A medley of colorful vegetables blends in seamlessly with bengal gram flour and spices to create the stuffing for this soft, luscious, and utterly scrumptious paratha, that makes for a complete meal in itself. Serve it with some raitha (spiced yogurt) and your favorite pickle, and you’re all set for a healthy, tasty, and satisfying meal!
Ingredients (makes around 10 medium sized parathas):
- Whole Wheat Flour (2 cups)
- Water (1 cup – this depends on the flour being used)
- Onions (finely chopped) (1/4 cup)
- Ginger-garlic paste (1 tsp)
- Broccoli, carrots, cabbage (grated) and kale/spinach/fenugreek leaves (finely chopped) (2 cups)
- Lemon juice (1 tbsp)
- Salt (to taste)
- Cumin (jeera) powder (1/4 tsp)
- Coriander (dhaniya) powder (1/4 tsp)
- Turmeric (haldi) powder (1/4 tsp)
- Dried red chilli powder (1/4 tsp)
- Bengal gram flour (besan) (2 tbsp)
- Oil (1 tbsp)
- Ghee (for spreading on the parathas)
- Make the paratha dough by mixing wheat flour, salt and water. Follow the instructions in the chapati/roti recipe. Keep the dough covered and let it sit for at least 20 minutes.
- In a pan, heat oil on medium, add onions, ginger-garlic paste and saute for a minute or so until the onions turn translucent.
- Add the remaining grated vegetables, all the dry spice powders and salt. Saute for a few minutes until the vegetables are almost done.
- Add besan and continue sauteing for a few minutes to give the besan some time to cook.
- Once the moisture from the vegetables has evaporated, add the lemon juice and switch off the flame. The filling should be well homogenized and should have come together like a gigantic ball because of the binding agent (besan). If you don’t have a homogeneous consistency, you can add some more besan and cook well until you get the desired consistency for the filling. Even if the filling is not completely homogeneous, it is fine.
- Make medium sized balls of filling and dough.
- Roll out the dough into a tiny circle (2 inches diameter) and place the filling at the center.
- Seal the filling completely using the dough.
- Slowly and carefully, roll it out while simultaneously sprinkling wheat flour on the paratha to prevent sticking. If the filling starts to leak at a particular place, just sprinkle some flour over that spot and continue rolling.
- On a flat pan (tava/griddle) on medium heat, place the rolled out paratha. When tiny bubble-like eruptions start to appear, it is time to flip the paratha.

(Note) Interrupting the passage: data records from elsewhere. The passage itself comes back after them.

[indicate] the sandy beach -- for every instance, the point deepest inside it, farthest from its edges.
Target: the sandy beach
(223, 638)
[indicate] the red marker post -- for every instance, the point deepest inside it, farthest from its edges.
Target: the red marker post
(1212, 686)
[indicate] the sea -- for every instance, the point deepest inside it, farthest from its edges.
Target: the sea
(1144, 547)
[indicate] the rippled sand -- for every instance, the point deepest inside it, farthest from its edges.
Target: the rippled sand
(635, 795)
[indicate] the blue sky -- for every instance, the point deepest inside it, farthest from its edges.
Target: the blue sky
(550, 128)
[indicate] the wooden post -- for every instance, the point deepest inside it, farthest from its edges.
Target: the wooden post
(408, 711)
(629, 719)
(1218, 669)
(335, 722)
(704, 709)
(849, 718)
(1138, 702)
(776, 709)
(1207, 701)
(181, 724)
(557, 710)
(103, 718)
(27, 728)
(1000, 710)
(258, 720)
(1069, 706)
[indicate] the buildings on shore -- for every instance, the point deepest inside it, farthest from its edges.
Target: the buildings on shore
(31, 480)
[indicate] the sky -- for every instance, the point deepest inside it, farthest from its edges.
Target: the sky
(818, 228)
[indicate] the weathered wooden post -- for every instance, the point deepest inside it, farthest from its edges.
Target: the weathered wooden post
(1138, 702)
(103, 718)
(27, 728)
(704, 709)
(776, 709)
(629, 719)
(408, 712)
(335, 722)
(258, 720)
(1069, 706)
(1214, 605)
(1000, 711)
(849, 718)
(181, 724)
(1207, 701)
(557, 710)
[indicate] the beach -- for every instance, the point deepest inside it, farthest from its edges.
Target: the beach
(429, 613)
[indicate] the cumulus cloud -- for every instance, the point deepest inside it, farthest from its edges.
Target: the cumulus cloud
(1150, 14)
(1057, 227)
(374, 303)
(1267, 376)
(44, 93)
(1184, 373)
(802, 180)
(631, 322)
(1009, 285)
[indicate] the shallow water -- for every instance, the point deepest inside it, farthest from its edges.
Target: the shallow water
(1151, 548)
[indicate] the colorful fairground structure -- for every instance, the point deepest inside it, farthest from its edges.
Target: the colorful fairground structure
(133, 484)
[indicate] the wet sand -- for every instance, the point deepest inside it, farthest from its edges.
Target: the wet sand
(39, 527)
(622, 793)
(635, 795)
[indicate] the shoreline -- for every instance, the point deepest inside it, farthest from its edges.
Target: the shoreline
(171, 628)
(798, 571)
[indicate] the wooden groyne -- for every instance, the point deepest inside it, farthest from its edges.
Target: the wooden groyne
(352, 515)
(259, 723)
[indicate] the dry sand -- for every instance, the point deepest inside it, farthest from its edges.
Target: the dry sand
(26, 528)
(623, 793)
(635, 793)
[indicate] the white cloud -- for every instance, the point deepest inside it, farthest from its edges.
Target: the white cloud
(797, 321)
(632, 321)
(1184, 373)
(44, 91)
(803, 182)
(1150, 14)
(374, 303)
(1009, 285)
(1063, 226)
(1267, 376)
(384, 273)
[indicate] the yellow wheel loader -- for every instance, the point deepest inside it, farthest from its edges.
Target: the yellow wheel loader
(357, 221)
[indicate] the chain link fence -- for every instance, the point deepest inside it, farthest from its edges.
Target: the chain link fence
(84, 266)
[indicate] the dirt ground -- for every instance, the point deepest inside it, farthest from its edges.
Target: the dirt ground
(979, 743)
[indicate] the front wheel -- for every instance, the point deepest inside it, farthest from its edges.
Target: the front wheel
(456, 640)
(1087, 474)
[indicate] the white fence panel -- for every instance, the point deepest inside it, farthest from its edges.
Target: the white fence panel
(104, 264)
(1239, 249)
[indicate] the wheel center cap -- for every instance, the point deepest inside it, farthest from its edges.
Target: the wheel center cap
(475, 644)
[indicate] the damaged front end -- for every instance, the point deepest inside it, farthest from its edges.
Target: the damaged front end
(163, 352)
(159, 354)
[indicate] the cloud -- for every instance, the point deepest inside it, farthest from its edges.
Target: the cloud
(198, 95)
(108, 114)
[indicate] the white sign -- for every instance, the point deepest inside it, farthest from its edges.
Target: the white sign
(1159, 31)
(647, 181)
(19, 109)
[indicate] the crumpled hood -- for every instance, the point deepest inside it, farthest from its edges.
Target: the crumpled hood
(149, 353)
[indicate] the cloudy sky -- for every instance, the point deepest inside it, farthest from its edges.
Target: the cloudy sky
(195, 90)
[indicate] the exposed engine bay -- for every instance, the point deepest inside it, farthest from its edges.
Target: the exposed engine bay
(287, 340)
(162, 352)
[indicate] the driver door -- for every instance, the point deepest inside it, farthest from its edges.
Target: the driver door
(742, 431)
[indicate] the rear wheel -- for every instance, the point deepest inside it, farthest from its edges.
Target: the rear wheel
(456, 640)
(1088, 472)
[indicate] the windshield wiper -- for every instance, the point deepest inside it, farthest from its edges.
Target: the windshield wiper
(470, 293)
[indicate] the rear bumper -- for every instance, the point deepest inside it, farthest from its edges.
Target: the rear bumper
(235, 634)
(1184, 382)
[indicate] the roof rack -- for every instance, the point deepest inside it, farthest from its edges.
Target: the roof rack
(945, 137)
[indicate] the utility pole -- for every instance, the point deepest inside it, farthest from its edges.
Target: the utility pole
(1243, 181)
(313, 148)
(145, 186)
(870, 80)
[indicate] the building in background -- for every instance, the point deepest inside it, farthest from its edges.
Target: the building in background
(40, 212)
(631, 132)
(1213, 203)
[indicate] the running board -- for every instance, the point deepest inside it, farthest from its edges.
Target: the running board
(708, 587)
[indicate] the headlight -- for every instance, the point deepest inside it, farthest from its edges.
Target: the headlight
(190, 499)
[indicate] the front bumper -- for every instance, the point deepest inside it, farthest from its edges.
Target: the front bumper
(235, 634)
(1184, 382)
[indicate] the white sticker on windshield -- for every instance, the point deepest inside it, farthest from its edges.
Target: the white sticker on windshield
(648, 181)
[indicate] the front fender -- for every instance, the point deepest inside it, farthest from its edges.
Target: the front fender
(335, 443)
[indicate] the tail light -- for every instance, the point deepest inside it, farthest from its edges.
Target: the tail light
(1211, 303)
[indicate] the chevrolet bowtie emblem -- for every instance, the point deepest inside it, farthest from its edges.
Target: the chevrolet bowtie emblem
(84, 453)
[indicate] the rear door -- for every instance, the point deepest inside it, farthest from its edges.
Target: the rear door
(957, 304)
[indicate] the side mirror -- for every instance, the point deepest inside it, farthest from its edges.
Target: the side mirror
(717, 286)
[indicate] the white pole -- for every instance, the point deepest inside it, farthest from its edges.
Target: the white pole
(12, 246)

- After flipping the paratha, apply some ghee on top. Flip again after 15-20 seconds.
- Apply ghee on the top now. Keep flipping the paratha and adjusting the heat, until the paratha is golden brown and fully cooked.
- This makes for a great, satisfying and complete lunch with raitha and pickles, for both adults and kids.
Reusing the Filling:
The filling balls can be flattened into cutlet/patties shape and shallow fried on a flat pan with a little oil to make for tasty mixed vegetable & besan cutlets, that can be served as is with a dip of choice or even inside a burger or wrap!
Sweet (flours, oil, ghee), sour (lemon), salty (salt), bitter (leaves), pungent (chilly, ginger, garlic), astringent (leaves).
This recipe is quite tridoshic in nature. Wheat that is heavy, sticky, cold and slightly difficult to digest tends to be kapha and vata provoking. Bengal gram flour is also kapha and vata aggravating. To counter these and increase some pitta in the recipe, warming, digestive spices like cumin, coriander, chilly, ginger, garlic are added. Ghee is tridoshic and a great digestive aid. As always, kaphas should watch portion sizes and control the amount of ghee and oil. Pittas shouldn’t overdo the garlic, ginger and chillies – skipping them is also fine. Adding dried ginger powder instead of fresh ginger in any recipe will reduce the pitta effects, while still giving the digestive benefits of adding ginger. Ensure that the bengal gram flour is well cooked to avoid flatulence for vatas.
Garlic and onions add some minimal rajas and tamas respectively to the dish. You may skip these, if you want to. But in small amounts, even these ingredients offer benefits – so you can just use them in moderation once in a while. Otherwise, the spices used with the exception of chilli are all sattvic in nature.